Il Consiglio di Stato ha negato la richiesta di sospensione proposta dal Comune di Porcari riguardo alla questione relativa all’impianto di Salanetti. Questa sentenza è legata alla fase cautelare, permettendo al procedimento di avanzare mentre si attende una decisione sul merito.
Nel provvedimento, i giudici hanno rilevato la mancanza del cosiddetto “periculum”, ossia un danno immediato e irreversibile che giustificherebbe un’azione cautelare urgente. In particolare, è stato evidenziato che i lavori per l’istituzione dell’impianto non sono ancora partiti, una condizione che ha condotto i giudici a non considerare necessario un intervento cautelare urgente.
In aggiunta, il Consiglio di Stato ha stabilito che le spese legali siano rimborsate tra le parti in causa: ciò vuol dire che ciascuno degli enti coinvolti dovrà farsi carico delle proprio spese legali, senza l’obbligo di rimborso reciproco.
Secondo la gestione di Porcari, la questione rimane aperta: “Prendiamo atto della decisione del Consiglio di Stato,” affermano il sindaco Leonardo Fornaciari e la vice sindaca Roberta Menchetti, “ma è fondamentale evidenziare che i lavori non sono partiti e che, di conseguenza, tutto è fermo. Questa è un’osservazione che anche il giudice ha riconosciuto.”

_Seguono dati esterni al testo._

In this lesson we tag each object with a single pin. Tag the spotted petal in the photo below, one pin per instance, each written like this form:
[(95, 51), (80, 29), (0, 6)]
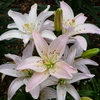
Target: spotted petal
[(33, 63)]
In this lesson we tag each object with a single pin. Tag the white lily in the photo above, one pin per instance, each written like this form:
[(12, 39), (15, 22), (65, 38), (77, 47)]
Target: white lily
[(22, 77), (27, 23), (49, 63), (75, 25)]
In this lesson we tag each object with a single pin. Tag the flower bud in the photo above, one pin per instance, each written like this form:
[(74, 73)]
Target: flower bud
[(58, 19), (90, 53), (86, 98)]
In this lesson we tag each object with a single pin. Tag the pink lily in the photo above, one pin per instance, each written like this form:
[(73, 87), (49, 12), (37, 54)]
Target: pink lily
[(27, 23), (75, 25), (49, 63), (22, 77)]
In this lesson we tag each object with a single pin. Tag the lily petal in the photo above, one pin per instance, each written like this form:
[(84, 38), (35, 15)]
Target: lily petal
[(33, 63), (11, 34), (57, 47), (80, 76), (14, 86), (87, 28), (72, 91), (27, 52), (61, 92), (15, 58), (80, 19), (36, 79), (82, 41), (9, 69), (67, 11), (33, 15), (71, 57), (40, 43)]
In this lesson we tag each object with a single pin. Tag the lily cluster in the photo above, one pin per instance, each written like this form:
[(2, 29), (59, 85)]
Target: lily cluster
[(57, 64)]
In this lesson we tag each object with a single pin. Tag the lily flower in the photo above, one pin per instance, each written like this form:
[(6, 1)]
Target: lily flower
[(49, 62), (72, 56), (27, 23), (22, 77), (75, 25), (64, 86)]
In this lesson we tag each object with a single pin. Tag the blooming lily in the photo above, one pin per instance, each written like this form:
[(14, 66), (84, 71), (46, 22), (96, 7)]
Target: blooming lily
[(22, 77), (26, 23), (64, 85), (75, 25), (49, 63)]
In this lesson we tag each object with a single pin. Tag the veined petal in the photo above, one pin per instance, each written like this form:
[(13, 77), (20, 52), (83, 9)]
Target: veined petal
[(27, 52), (40, 44), (33, 14), (60, 72), (9, 69), (14, 86), (61, 92), (42, 17), (12, 25), (67, 67), (36, 79), (82, 41), (15, 58), (49, 35), (86, 61), (18, 18), (57, 47), (87, 28), (34, 63), (47, 25), (71, 57), (48, 93), (11, 34), (72, 91), (80, 19), (80, 76), (49, 82), (67, 11)]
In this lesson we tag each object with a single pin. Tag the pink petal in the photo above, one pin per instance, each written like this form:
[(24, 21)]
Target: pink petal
[(60, 72), (61, 92), (67, 11), (72, 91), (71, 57), (40, 44), (36, 79), (87, 28), (14, 86), (33, 15), (57, 47), (82, 41), (27, 52), (9, 69), (80, 19), (80, 76), (33, 63)]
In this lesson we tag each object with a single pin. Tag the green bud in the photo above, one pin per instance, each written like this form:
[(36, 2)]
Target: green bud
[(86, 98), (90, 53), (58, 19)]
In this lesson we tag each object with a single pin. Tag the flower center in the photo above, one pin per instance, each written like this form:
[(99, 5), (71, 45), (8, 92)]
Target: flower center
[(62, 81), (28, 72)]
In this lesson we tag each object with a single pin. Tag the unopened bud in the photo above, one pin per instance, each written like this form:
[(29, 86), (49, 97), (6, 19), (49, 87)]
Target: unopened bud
[(90, 53), (86, 98), (58, 19)]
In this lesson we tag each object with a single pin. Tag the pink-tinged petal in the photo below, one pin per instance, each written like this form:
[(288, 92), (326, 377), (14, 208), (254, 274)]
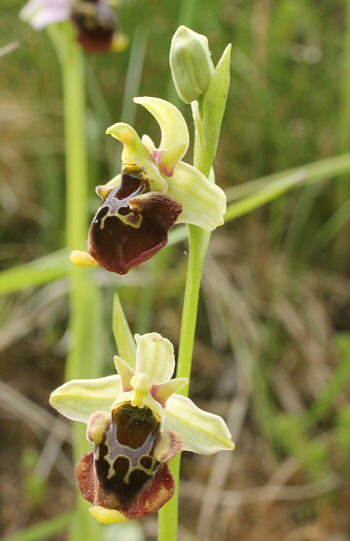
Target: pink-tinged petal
[(96, 23), (129, 228)]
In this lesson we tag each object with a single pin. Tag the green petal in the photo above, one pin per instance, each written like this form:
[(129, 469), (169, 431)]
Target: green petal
[(203, 203), (202, 432), (155, 357), (172, 124), (136, 152), (78, 399)]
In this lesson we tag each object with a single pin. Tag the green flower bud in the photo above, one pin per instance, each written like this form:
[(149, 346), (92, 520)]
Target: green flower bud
[(190, 63)]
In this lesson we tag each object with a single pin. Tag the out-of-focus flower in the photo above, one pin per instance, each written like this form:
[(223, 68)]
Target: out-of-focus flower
[(137, 424), (154, 191), (95, 20), (40, 13)]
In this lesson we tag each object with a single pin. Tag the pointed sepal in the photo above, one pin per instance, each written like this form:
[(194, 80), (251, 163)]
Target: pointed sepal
[(202, 432)]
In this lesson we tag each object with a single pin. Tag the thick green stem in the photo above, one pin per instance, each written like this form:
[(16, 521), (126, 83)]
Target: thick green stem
[(198, 243)]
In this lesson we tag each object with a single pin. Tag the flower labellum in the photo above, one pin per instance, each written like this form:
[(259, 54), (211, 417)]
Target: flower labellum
[(96, 22), (154, 191), (137, 424)]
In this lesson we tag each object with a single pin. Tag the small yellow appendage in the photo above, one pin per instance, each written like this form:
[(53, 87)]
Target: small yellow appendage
[(106, 516)]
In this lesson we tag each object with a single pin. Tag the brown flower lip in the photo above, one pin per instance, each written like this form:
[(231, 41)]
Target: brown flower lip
[(131, 225), (96, 23), (122, 473)]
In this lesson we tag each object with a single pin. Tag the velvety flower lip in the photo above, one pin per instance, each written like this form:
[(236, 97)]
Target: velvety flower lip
[(155, 190), (96, 22), (137, 424), (131, 225)]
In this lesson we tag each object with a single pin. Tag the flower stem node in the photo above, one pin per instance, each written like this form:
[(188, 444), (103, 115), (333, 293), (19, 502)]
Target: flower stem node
[(190, 63), (137, 424)]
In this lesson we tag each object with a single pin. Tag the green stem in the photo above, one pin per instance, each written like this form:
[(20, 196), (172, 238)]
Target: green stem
[(83, 325), (198, 244)]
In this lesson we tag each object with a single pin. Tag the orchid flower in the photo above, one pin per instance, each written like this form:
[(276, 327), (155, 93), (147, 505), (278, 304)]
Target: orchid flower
[(95, 21), (154, 191), (137, 424)]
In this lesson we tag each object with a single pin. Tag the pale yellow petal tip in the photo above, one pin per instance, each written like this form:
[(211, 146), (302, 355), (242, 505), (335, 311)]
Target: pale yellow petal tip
[(122, 132), (106, 516), (82, 259)]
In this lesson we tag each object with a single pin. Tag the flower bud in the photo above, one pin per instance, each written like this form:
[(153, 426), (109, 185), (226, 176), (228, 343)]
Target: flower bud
[(190, 63)]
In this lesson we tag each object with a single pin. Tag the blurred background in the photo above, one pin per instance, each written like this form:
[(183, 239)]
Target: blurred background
[(272, 350)]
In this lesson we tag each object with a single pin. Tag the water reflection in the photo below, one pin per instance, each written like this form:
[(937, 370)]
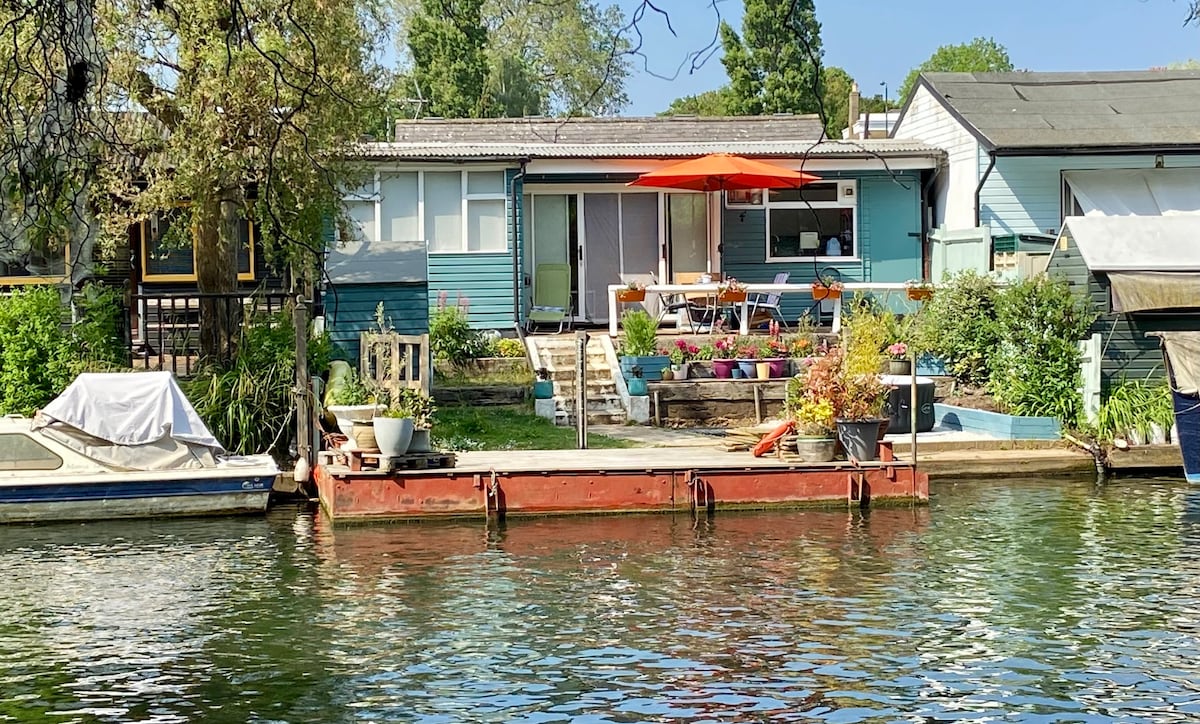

“Abbiamo già indicato in un documento scritto, proseguono, la problematica della fattibilità economica dell’impianto nella recente lettera mandata alla Direzione Ambiente ed Energia della Regione Toscana che, lo scorso agosto, ha dato il via libera al progetto. Tuttavia, le clausole inserite grazie al diligente lavoro del Comune durante la conferenza di servizi, rendono la realizzazione dell’impianto estremamente complicata, fino al punto da avere un impatto rilevante sul progetto e sulla sua fattibilità generale.”
Il procedimento entrerà ora nella fase del merito, durante cui il Consiglio di Stato dovrà fornire un giudizio finale sulla legalità delle misure argomentate. Nel frattempo, le questioni sollevate dal Comune, partendo dalla reale applicazione e dal bilancio economico dell’intervento, restano aperte sul fronte amministrativo e tecnico.